Cartesius en de witte dwergen
Hoe komt het dat het oppervlak van een witte dwergster zo veel zware metalen bevat? Om die vraag te beantwoorden, moest hoogleraar computationele astrofysica prof. dr. Simon Portegies Zwart met zijn promovendi het volledige zonnestelsel simuleren. Het project is zowel een sterrenkundige als een computationele uitdaging.
Planetoïden in ons zonnestelsel
Ons zonnestelsel bestaat uit een ster (de zon), een klein aantal planeten en een paar honderdduizend brokstukken: de planetoïden. “Dat zijn brokken steen van een paar kilometer in doorsnee met een eigen baan om de zon”, zegt Portegies Zwart (Universiteit Leiden). “Door de zwaartekracht interageren die brokstukken met elkaar. Planetoïden hebben een heel zwakke zwaartekracht, maar in de ruimte speelt die toch een rol. Vooral als ze banen hebben waardoor ze dicht bij elkaar komen, is die zwaartekracht van belang.”
Grenzen van de computer
Onderzoekers die de interactie tussen planetoïden willen berekenen, worden geconfronteerd met een enorm schaalprobleem, zowel in de ruimte als in de tijd. “Je moet namelijk het gehele zonnestelsel in je berekening betrekken”, legt Portegies Zwart uit. “Tegelijkertijd praat je bij botsingen over een schaal van enkele kilometers. In de tijd heb je aan de ene kant de levensduur van het zonnestelsel: 4,5 miljard jaar. Maar een ontmoeting tussen twee planetoïden speelt zich af op een tijdschaal van ongeveer 10 seconden. Daarmee loop je tegen de grenzen aan van wat een computer kan verwerken.”
Botsing met ster
Met dit onderzoek heeft de onderzoeksgroep van Portegies Zwart twee doelstellingen, een sterrenkundige en een computationele: “We kijken naar witte dwergen, sintels van sterren. Het blijkt dat de oppervlakte daarvan heel rijk is aan bepaalde zware metalen, zoals ijzer, tin en lood. Die zouden eigenlijk al lang in die ster weggezonken moeten zijn. Een mogelijke verklaring is dat er sprake is van een constante toestroom van zware metalen vanuit de ruimte. Die planetoïden zouden daar verantwoordelijk voor kunnen zijn: of ze komen direct in botsing met de ster, of ze komen met elkaar in botsing en het gruis regent vervolgens op de ster. Dat onderzoeken we.”

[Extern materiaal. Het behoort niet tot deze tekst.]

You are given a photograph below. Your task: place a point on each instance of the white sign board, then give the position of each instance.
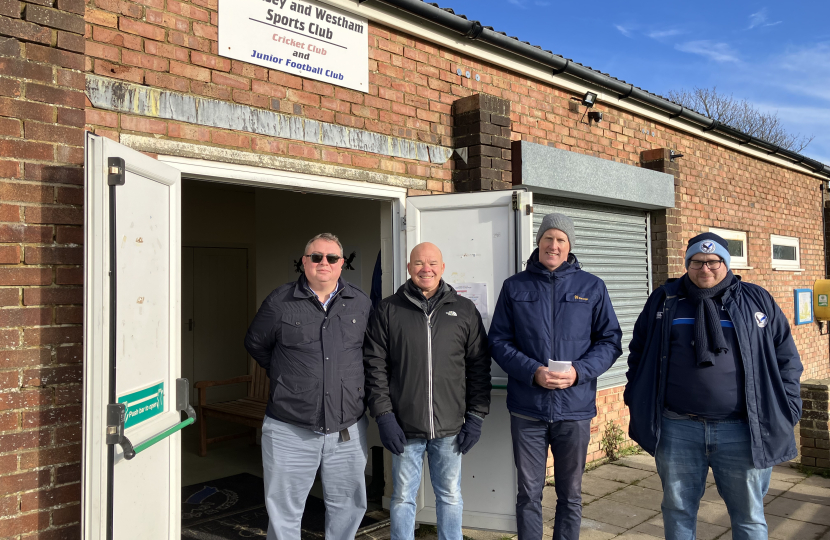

“We zijn in staat geweest om de code te schalen en efficiënt op de supercomputer te draaien”
Efficiënt uitrekenen
De computationele doelstelling is dat de onderzoekers dit zo efficiënt mogelijk willen uitrekenen met gebruikmaking van de rekenkracht van een supercomputer. “We zijn in staat geweest om de code te schalen en heel efficiënt op de supercomputer te draaien”, aldus Portegies Zwart. “Dat werkt inmiddels, dus nu kunnen we aan de slag met de sterrenkundige vragen. Dat is een langlopend onderzoek, we zijn op dit moment bezig met een berekening die al bijna een jaar loopt.”
Allround HPC-centrum
Portegies Zwart vindt SURF een fijn instituut om mee samen te werken: “Ze zijn snel, responsief en ze hebben expertise in huis over de apparatuur. Ik reken ook veel op grote supercomputers in het buitenland, maar SURF is een van de prettigste instituten om mee te werken. Het is een allround high-performance computing centrum. Juist datgene wat er omheen zit – de support – is heel belangrijk voor mij. Alleen maar een snelle bak neerzetten is niet voldoende."